Power of Placebo Effect

CURE, Fall 2014, Volume 13, Issue 3

Results of a new study on omega-3 fatty acid show a surprising placebo effect.

Results of a new study on omega-3 fatty acid show a surprising placebo effect. Researcher Dawn Hershman, leader of the Breast Cancer Program at Herbert Irving Comprehensive Cancer Center in New York, says the study’s goal was to determine whether omega-3 showed any effectiveness at relieving painful arthralgia in women taking aromatase inhibitors. She found that participants who received either the supplement or a placebo had a reduction in symptoms.

Omega-3 supplements have antiinflammatory effects that can decrease arthralgia, the musculoskeletal pain that often causes women to discontinue taking aromatase inhibitors. A quarter of breast cancer survivors report using the supplement. In the study, more than 250 women were randomized to take omega-3 or a placebo for 12 weeks. The results showed an improvement in arthralgia for 60 percent of all participants, suggesting that the omega-3 or the placebo had a benefit.

“The magnitude of the change in the omega-3 [group] was similar to other interventions,” Hershman says. “What was unusual about our result was that over 55 percent of the patients on the placebo arm had clinically significant improvement.”

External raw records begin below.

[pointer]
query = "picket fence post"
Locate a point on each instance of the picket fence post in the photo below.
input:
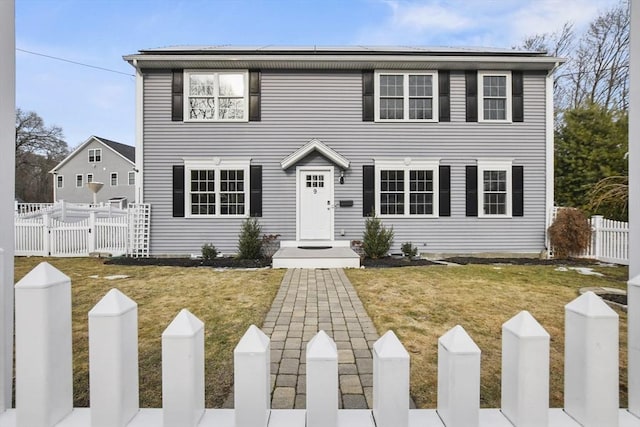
(183, 371)
(390, 382)
(591, 362)
(458, 379)
(113, 360)
(633, 326)
(525, 371)
(252, 379)
(322, 381)
(44, 376)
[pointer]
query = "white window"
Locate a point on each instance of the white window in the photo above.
(220, 95)
(494, 96)
(95, 155)
(216, 188)
(407, 188)
(404, 96)
(494, 187)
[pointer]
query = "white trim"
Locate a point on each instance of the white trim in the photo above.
(408, 164)
(549, 156)
(435, 110)
(509, 100)
(216, 164)
(139, 165)
(490, 164)
(299, 171)
(216, 95)
(320, 147)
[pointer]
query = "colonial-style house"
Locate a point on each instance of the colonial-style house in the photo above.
(96, 160)
(451, 147)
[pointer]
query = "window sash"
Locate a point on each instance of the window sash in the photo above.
(206, 100)
(494, 100)
(217, 191)
(409, 191)
(406, 96)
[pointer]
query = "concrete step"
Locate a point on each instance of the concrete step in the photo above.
(315, 257)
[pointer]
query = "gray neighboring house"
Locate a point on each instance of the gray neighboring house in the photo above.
(100, 160)
(453, 147)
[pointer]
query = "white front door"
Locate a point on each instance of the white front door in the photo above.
(315, 204)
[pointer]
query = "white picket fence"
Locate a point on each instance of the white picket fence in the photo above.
(68, 230)
(609, 239)
(44, 376)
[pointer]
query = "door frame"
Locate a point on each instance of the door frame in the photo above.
(299, 182)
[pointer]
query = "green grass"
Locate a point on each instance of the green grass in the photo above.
(227, 302)
(420, 304)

Hershman said those involved in the study were surprised at the profound placebo effect. Researchers have concluded that either the placebo used (a combination of soybean and corn oils) had beneficial effects or that a large placebo effect should be expected when conducting trials for arthralgia.

Hershman is also investigating pharmaceutical treatments and acupuncture for arthralgia relief.